The white LEDs have a Vf of 3.5 V so you can put 13 in series. However that only leaves a tiny voltage so I would suggest 8 or 9 in series. That leaves 48 - (3.5 * 8) = 20 V across the resistor (16.5 V for 9 LEDs). You need a resistor of 20/0.75 = 26.6666 Ω, so use 27 Ω (22 Ω for the string with 9 LEDs). They need to be rated at 25 W or so. The power dissipated will be 15 W but it never hurts to have a safety margin.
You need 3 strings to get to 25 LEDs (two 8s and a 9) so the total current is 3 * 0.75 A or 2.25 A.
The same calculation applies for the blue LEDs, so another 2.25 A
The 50 W LEDs can be in series, and the voltage will be 32 - 36 V, so 12 to 16 V will be left. You need a resistor of about 5 Ω, rated at 75 or 100 W. That current is 3 A.
The total current from the supply is 3 + 2.25 + 2.25 = 7.5 A, so the power is 360 W.
You could cut the current down a tiny bit by increasing the resistors, or put the small LEDs into 5 strings not 6, with smaller resistors.
On big LED currents like that, more sophisticated systems that control the current are common. They may be more efficient and the current it better controlled. Resistors are not controlling the current, they are just restricting it to about the right amount. A lot of power is wasted in the resistors.

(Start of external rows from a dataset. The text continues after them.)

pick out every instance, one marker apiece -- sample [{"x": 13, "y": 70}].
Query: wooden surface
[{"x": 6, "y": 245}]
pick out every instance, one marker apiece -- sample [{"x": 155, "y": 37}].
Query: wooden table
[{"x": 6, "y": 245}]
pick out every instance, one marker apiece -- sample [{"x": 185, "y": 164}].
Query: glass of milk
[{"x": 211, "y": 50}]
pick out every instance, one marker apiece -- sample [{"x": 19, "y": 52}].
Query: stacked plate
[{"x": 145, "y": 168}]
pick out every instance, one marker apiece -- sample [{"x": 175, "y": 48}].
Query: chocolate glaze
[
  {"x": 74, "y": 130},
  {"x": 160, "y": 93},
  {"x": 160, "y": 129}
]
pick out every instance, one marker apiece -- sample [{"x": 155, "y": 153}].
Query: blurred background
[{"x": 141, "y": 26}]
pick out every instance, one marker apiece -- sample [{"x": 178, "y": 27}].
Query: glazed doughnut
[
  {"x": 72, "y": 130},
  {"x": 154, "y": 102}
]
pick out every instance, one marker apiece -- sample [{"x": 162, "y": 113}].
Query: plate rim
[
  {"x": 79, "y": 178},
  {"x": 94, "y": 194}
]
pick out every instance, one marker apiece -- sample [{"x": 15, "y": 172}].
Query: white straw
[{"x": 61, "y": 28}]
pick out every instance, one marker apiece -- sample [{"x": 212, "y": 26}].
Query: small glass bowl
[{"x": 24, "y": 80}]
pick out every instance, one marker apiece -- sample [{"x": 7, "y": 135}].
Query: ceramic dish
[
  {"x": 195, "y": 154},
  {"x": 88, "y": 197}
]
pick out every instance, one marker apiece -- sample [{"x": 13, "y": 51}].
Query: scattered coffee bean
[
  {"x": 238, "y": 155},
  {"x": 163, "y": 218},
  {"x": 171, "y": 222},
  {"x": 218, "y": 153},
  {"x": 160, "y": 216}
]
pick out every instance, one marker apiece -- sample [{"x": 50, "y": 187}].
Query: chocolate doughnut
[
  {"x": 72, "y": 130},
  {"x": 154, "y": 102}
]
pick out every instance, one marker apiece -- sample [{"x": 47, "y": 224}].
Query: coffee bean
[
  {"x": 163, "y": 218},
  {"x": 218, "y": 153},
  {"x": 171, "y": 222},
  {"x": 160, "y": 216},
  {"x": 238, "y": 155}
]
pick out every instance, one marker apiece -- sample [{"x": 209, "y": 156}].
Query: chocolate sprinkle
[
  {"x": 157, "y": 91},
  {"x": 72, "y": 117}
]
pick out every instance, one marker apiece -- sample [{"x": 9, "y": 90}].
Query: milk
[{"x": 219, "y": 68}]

You might get away with 4 strings of the smaller LEDs if you use a proper current control circuit. if you have 13 LEDs the voltage is 45.5, only leaving 2.5 V. That would be enough if you are controlling the current. If you try with a resistor, you will get far too much current if the LED voltage turns out to be 3.4 V not 3.5 V
That power supply on ebay doesn't say what the input voltage is. It might not match the mains voltage where you are. It is probably not very well made.